Die TIMSS-Autoren kommen zu folgendem aus meiner Sicht besonders deprimierenden Ergebnis: "Leistungsunterschiede zwischen den Ländern sind wohl in der die Schule tragenden Kultur zu suchen, der generell zu geringen Wertschätzung schulischen Lernens und der mangelnden Bereitschaft zu Anstrengung und zu spezifischen Unterstützungsleistungen sowie in der Gestaltung des Fachunterrichtes."

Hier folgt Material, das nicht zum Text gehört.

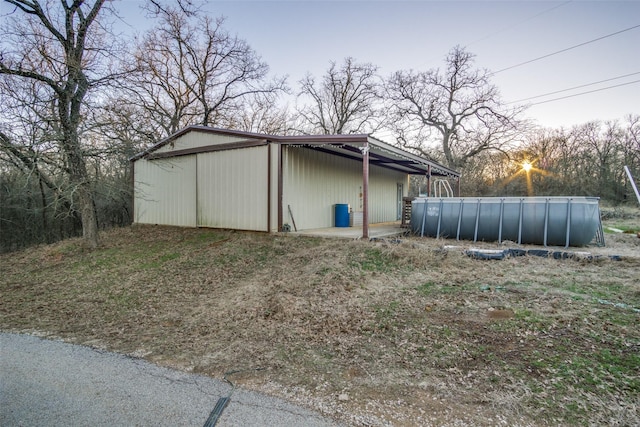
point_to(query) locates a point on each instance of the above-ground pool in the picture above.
(567, 221)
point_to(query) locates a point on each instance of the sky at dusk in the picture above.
(297, 37)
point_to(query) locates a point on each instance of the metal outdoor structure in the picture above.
(224, 178)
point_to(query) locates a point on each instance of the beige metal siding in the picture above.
(314, 182)
(232, 189)
(164, 191)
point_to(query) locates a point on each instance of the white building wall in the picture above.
(164, 191)
(314, 182)
(232, 189)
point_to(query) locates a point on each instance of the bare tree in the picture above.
(345, 100)
(59, 48)
(460, 105)
(192, 71)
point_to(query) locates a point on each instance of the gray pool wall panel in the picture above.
(557, 221)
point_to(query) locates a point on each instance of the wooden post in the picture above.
(365, 190)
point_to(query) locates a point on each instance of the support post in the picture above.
(365, 190)
(633, 184)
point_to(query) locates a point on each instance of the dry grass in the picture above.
(371, 333)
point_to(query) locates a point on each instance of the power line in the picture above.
(564, 50)
(585, 93)
(573, 88)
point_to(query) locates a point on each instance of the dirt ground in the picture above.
(408, 331)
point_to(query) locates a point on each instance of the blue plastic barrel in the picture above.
(342, 215)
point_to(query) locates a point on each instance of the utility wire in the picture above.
(564, 50)
(584, 93)
(573, 88)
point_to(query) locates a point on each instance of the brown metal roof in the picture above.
(349, 146)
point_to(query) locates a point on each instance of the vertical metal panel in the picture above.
(314, 182)
(164, 191)
(232, 189)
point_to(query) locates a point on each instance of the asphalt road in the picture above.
(52, 383)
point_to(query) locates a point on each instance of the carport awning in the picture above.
(348, 146)
(380, 153)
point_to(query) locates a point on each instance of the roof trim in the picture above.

Drei Ansätze für die Einbindung der Geowissenschaften in den naturwissenschaftlichen Unterricht

Während wir als Fachgesellschaft wohl wenig unternehmen können (wohl aber als Lehrende, an Schulen wie an Universitäten), den ersten Teil dieser Feststellung, die "tragende Kultur", zu verändern, gibt es aus meiner Sicht drei Ansätze, die für die Gestaltung des Fachunterrichtes von sehr positivem Einfluss sein können und auf die wir als Fachgesellschaft hinarbeiten können. Diese drei Ansätze könnten dazu verhelfen, nicht nur die naturwissenschatlich-mathematische Bildung allgemein zu verbessern, sondern auch – und damit komme ich eigentlich zum uns betreffenden Kern dieser Gedankensammlung – die Geowissenschaften stärker in die Naturwissen-schaften an den Schulen einzubinden. Unter dem Begriff Geowissenschaften subsum-miere ich im Folgenden die naturwissenschaftlichen Fächer Mineralogie, Geologie und Paläontologie.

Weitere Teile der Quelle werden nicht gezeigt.